Of course, it is understandable that NASA no longer receives federal funding as high as 4.5%, particularly in light of the global financial crisis. Today, NASA receives around 0.5% of the federal budget, and from this they carry out a whole host of research activities in addition to spaceflight. Yet, this 0.5% still amounts to $18.7bn per year. So, with spaceflight as expensive as this, perhaps it’s time to abandon the idea of international competition as a driver for future exploration of space, whether that’s competition between competing companies or between competing nations.

It is no-longer fair for nations like ours to expect the US to bear the brunt of the burden in pushing the boundaries of space exploration forward. Perhaps we should see the shuttle fleet’s retirement this year as an opportunity to increase international collaboration for the future of spaceflight. The US and Russian Space agencies are already working together on a range of projects, and the European Space Agency is increasingly becoming a key player. But perhaps the future of manned spaceflight, particularly in terms of going back to the Moon and on to Mars, will rely on collaborations between the superpowers of old and the new rising big players in the space industry, such as China, India and even Brazil.
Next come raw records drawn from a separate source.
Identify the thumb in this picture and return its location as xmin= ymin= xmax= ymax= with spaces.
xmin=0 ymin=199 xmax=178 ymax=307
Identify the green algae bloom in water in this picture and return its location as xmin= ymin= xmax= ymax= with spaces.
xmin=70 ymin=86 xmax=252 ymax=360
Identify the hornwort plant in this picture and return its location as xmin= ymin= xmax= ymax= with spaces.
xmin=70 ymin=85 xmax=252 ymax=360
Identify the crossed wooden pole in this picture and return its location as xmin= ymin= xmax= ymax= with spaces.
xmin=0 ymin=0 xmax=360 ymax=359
Instead of the shuttle fleet’s retirement spelling the end of an era, perhaps it can be used to signal the start of a new beginning, when national interests are cast aside in favour of greater humanitarian goals.
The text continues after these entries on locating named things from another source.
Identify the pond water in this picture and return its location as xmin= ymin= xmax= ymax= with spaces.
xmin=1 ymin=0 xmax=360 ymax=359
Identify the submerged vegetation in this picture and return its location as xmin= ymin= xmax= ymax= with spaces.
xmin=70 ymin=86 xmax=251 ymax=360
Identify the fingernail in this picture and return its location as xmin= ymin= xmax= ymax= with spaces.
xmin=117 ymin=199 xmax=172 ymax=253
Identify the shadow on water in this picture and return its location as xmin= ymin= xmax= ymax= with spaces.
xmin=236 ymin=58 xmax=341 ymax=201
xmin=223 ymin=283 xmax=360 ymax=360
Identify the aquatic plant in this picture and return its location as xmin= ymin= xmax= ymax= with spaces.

Of course, there are those who would argue that the entire concept of manned spaceflight is a waste of time and money, particularly when there are large numbers of people living without basic resources here on Earth. Yet, in light of the mounting list of threats which endanger us all, regardless of nationality or political persuasion, there has perhaps never been a time when it has been more pressing for us to push forward with the exploration of our solar system. On this subject, Stephen Hawking has had this to say: “Life on Earth is at the ever-increasing risk of being wiped out by a disaster such as sudden global warming, nuclear war, a genetically engineered virus or other dangers […] I think the human race has no future if it doesn’t go into space.”

In many ways, despite the Challenger and Columbia tragedies, the shuttle programme can be seen as a victim of its own success. For the US, the shuttle was a way of showing that it had well and truly won the space race. It was supposed to show that spaceflight had become easy, that it was a routine part of everyday American life. This idea was even reflected in the name:‘the shuttle’, as well as the frequency with which launches took place. However, as spaceflight has become routine, it has also lost its glamour. So, perhaps the future of manned spaceflight is not only dependent on getting the technology right, but also the PR. Perhaps space exploration once more needs the great idealistic goals which drove it in the sixties, if we are to expand humanity’s horizons in space. Personally, I could think of no greater motivation for this than the prospect of all nations working together to explore deeper into our solar system. If we are capable of doing this, then perhaps our horizons will have been expanded before we even take off.